Friday, September 26, 2008

A Positive Look at Negative Space

Some of you might remember that well-worn phrase “positive-negative space” from art school days, representing the form and background in a painting. When I taught a basic drawing class many years ago I got a renewed interest in this concept. I noticed that our eyes could focus on positive space or negative space but not both at the same time. For instance, if you place your hand palm down on the table and spread your fingers out a bit, the fingers and hand are the positive space, and the space in between the fingers are negative space. Try it out. I can make my eyes focus on one or the other, going back and forth between the fingers and the space, but can’t really get both in focus simultaneously.

To the left is a painting by M. C. Escher who used this optical trick idea as the basis of his work. In my class I noticed that figures would get out of proportion if students only focused on the positive form – the figure – but when they consciously drew the space around the figure – the background or negative space – the figure would improve tremendously. The phrase “negative space” must have seemed too negative to some, because I noticed other teachers referring to it as “Figure-Ground”. My favorite phrase was “Figure and Arena” which reminded me of a performer in a circus. When I started teaching abstract painting I liked to use the term “charged space” instead of our old buddy “negative space”.
A friend of mine gave me a refreshing look on this subject. He would look at someone’s painting, and analyze it by seeing the background as the artist’s “inner” self, and whatever forms were painted (objects for a still life, brushmarks in an abstraction) symbolized the artist’s projected personality – what parts of ourselves we allow visible to other people. I decided to look at my work retrospectively in these terms and was surprised to find that in fact, there must be some truth to this.
Here to the left is a painting I did years ago. There are many floating forms, and it has a crowded or busy feel to it. At the time I painted it I was trying to deal with lots of obligations in my life – not enough time spent alone.

Then I painted the one below. It’s hilarious to see that I have actually pushed the forms off the canvas, but still hanging on "stage" at the far right edge. At that time I was spending more time alone in my studio.

Now I am meditating much more on a daily basis, especially before I paint, and my current work feels like its all “charged space”, and in fact I like calling them “energy fields”.

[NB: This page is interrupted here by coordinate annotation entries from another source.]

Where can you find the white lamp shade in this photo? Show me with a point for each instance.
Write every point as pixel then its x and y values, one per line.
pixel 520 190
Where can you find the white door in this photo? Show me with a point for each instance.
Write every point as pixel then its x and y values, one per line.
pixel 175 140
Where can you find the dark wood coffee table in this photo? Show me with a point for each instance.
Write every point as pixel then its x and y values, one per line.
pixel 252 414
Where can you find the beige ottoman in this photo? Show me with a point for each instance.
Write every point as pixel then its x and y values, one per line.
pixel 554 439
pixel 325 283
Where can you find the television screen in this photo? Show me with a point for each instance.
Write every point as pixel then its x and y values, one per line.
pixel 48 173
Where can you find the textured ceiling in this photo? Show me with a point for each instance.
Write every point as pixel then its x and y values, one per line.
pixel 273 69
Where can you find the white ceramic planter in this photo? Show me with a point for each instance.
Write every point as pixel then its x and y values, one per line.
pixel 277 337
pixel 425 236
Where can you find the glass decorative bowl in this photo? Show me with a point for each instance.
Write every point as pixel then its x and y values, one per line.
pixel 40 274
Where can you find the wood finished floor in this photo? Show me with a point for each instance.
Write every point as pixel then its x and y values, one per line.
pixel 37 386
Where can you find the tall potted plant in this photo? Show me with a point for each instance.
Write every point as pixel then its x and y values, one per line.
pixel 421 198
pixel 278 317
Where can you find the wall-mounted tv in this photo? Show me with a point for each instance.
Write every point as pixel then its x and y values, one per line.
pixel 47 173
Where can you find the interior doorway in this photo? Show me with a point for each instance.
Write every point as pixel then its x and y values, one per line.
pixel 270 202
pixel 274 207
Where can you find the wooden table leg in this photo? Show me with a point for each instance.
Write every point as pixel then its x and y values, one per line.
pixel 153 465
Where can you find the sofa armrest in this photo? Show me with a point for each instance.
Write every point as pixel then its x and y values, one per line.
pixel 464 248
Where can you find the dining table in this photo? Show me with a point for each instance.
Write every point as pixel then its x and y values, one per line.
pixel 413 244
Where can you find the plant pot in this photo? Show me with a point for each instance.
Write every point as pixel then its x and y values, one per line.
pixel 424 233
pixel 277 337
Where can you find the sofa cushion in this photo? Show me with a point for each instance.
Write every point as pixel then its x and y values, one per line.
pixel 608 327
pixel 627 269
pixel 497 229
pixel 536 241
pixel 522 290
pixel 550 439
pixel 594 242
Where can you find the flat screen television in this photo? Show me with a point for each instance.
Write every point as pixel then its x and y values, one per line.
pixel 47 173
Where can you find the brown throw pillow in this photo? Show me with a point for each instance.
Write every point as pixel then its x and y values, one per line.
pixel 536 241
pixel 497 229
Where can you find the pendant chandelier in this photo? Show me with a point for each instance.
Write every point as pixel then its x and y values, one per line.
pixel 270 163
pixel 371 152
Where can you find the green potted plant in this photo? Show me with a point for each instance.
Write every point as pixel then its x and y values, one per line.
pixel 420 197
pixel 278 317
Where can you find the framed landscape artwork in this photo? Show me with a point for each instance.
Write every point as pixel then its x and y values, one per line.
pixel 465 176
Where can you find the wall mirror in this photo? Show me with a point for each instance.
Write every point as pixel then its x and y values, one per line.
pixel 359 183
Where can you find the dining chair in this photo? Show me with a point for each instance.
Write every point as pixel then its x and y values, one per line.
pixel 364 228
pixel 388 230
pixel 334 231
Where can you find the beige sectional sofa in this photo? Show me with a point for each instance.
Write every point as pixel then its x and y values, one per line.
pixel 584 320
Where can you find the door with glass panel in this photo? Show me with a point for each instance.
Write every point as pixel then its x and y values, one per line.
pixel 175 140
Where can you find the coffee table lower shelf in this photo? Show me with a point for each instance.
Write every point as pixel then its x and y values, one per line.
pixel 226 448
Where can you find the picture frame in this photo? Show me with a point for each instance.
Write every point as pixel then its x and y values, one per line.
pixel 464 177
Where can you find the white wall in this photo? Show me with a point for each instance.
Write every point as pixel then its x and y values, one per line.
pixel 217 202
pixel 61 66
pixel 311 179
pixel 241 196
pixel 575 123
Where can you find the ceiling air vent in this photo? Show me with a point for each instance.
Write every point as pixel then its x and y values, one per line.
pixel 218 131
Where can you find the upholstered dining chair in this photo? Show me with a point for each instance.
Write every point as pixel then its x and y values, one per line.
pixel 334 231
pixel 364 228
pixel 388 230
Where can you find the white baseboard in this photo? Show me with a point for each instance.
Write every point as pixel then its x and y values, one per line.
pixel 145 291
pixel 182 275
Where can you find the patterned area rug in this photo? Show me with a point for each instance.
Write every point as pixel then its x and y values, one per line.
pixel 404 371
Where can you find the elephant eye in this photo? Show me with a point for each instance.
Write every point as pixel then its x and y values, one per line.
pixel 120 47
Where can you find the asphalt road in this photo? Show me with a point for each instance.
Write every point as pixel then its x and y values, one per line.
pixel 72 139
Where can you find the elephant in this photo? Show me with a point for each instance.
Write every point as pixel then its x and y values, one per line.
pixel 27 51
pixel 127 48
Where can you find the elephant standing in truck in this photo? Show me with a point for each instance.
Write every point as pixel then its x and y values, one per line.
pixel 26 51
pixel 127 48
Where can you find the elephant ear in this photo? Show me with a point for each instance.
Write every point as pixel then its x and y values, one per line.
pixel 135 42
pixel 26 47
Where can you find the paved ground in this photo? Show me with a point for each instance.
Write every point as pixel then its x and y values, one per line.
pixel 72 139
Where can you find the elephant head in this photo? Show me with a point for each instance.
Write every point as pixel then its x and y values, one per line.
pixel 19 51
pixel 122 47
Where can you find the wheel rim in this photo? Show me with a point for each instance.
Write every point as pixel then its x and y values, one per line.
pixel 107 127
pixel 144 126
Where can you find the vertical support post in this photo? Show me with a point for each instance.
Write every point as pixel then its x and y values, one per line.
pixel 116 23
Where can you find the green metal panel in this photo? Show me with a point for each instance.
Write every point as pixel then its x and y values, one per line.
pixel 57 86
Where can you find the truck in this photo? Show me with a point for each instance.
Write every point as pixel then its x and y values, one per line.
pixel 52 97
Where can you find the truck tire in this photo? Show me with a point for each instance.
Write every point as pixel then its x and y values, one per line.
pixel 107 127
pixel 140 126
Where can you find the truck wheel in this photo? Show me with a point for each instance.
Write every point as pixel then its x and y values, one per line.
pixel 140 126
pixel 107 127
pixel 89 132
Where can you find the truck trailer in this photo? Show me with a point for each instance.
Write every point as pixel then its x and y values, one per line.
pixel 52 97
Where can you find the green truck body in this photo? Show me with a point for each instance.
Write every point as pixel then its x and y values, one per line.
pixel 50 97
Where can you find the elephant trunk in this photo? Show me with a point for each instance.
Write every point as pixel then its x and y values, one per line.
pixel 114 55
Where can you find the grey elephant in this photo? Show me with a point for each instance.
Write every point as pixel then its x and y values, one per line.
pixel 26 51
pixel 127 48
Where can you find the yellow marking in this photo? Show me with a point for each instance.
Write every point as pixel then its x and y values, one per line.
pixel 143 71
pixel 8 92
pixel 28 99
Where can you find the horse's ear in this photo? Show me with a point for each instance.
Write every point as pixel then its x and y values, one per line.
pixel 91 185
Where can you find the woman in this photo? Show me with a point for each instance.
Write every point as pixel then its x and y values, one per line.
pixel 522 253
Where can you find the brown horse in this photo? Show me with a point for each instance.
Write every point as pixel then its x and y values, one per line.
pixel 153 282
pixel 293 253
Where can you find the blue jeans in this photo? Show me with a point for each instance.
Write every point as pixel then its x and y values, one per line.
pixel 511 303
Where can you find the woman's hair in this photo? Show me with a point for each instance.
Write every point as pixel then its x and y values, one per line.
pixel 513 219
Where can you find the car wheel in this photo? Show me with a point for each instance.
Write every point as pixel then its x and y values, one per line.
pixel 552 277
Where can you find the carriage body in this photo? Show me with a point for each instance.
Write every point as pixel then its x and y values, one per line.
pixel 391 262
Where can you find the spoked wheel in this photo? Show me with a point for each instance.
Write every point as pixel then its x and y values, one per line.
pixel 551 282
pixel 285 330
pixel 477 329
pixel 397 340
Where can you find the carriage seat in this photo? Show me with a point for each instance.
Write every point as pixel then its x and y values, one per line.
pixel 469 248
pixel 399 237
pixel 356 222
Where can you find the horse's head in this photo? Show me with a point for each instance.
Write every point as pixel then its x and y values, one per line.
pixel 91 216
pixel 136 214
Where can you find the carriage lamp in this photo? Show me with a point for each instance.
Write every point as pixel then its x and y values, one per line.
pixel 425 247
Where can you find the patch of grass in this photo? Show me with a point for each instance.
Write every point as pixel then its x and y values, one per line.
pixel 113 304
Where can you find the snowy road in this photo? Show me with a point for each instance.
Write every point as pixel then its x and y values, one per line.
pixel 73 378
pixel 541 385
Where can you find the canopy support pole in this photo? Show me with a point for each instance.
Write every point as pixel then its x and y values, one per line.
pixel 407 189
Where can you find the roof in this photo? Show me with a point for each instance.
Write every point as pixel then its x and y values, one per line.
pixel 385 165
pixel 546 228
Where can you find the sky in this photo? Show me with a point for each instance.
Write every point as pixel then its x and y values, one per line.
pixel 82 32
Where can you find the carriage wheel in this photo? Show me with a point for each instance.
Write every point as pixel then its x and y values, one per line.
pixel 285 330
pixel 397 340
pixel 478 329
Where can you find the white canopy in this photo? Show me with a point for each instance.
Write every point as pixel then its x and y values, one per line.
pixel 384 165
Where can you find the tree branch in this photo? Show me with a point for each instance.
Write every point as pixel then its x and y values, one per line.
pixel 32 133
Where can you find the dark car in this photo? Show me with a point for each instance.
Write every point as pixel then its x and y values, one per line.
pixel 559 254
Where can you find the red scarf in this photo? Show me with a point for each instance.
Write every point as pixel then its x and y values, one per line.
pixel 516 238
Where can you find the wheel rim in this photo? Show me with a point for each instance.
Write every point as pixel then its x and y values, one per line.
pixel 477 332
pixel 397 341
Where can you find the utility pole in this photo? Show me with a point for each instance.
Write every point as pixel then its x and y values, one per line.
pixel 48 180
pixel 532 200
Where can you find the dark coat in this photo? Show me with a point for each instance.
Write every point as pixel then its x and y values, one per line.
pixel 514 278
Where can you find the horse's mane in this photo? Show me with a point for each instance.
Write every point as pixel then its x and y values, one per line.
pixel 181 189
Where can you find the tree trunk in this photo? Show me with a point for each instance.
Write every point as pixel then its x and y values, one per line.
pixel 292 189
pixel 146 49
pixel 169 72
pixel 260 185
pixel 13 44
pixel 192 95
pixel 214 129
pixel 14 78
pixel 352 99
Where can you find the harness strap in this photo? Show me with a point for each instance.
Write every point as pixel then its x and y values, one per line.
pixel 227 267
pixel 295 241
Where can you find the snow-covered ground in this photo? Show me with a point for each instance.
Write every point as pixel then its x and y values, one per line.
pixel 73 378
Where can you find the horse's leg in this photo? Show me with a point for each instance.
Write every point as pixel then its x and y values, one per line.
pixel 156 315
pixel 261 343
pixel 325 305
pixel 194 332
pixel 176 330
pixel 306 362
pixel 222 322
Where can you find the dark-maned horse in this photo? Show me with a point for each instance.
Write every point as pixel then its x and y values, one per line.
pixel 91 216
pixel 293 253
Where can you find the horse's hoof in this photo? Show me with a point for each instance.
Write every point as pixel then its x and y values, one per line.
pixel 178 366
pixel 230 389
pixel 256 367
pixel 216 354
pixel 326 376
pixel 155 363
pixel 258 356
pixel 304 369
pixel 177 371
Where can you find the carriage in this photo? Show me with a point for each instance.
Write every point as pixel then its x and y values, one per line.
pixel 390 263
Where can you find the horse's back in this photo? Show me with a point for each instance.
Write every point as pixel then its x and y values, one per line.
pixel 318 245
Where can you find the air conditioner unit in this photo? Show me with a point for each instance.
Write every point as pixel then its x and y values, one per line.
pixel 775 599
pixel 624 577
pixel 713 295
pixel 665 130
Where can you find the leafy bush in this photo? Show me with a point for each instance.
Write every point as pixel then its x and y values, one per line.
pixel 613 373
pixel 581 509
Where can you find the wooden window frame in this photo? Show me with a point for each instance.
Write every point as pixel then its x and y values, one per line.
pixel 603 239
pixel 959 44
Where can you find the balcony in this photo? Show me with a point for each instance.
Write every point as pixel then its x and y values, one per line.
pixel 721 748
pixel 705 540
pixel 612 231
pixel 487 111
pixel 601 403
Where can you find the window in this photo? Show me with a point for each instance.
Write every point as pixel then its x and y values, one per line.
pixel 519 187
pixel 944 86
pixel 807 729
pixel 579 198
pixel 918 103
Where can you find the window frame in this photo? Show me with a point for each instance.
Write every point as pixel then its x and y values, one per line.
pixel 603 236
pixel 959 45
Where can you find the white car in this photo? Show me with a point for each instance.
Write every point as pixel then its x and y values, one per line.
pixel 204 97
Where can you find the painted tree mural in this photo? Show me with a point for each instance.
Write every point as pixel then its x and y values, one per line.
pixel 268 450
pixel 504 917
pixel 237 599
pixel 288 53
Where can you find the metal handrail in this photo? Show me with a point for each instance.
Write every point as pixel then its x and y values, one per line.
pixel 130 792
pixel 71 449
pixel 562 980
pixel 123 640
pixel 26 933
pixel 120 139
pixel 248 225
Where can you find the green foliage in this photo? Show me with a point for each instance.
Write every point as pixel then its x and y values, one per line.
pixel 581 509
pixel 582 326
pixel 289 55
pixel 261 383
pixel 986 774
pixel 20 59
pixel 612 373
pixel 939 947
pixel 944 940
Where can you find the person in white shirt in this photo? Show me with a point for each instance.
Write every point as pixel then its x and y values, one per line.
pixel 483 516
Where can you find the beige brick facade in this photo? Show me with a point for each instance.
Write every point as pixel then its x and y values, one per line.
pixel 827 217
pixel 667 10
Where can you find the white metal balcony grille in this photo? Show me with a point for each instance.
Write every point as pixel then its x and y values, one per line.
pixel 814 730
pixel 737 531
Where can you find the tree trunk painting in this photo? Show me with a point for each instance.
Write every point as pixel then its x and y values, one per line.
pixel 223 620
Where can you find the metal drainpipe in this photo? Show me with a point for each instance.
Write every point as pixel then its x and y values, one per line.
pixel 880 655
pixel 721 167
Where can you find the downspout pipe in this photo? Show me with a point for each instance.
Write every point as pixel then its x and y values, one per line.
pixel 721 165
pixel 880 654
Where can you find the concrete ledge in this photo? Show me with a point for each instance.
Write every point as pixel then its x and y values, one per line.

Tuesday, September 2, 2008

Bad Photos Add Inspiration

A good painter and friend of mine, Ines Kramer, told me she likes to take bad photographs. She actually plans a few long distance trips each year just to take them. I thought she was just being self effacing, until I realized the full impact of what she was saying. Ines uses the photos in her work, by photoshopping them, cutting them up and collaging them onto a surface as an underpainting, and then adds paint on top sometimes obliterating the images, often changing their shape, color, etc. She said that if the photographs are too good she doesn’t feel as free to change them. A good photo keeps her from adding her own ideas, while a bad photo just asks to be changed, rearranged, and given personality. Another artist friend of mine, Martha Kennedy, paints beautiful landscapes with (as she puts it) “mouth-watering colors”. She showed me her photographs she uses as reference. They are really downright BAD! I mean, these are photos with no contrast that look like the camera missed the boat on light exposure. These are the ones I would throw away. The difference between her paintings and the original photo are so vast that it’s hard to even imagine a connection. When I look at her work, the colors are truly “mouth-watering”. (By the way, even Martha’s car is painted a mouth-watering apricot – very cool). I was just pondering these strange methods from my friends, as I spent the last two days in my studio going through piles of photographs I had taken over the years, to get some new ideas. One of my favorite things to do is to take some time to look at images and recrop in new ways. I have a scissors nearby and cut up parts of photos that I shot, and combine them with other parts of other photos – sort of mixing up images to create some new ideas. I kept gravitating towards the beautiful photos. Photos from the Bosque del Apache, a bird reserve in New Mexico, with gorgeous sunsets, skies and mountains – just bursting with beautiful color palettes. I only went for the GOOD photos. But while painting from them, it’s a bit more difficult to change what already works so well. I find myself in a “copy” mode – instead of using the skimpy weak references, like my buddies, which beg for more. I see that when there’s something missing in the photo, it just begs us to add our own inspiration.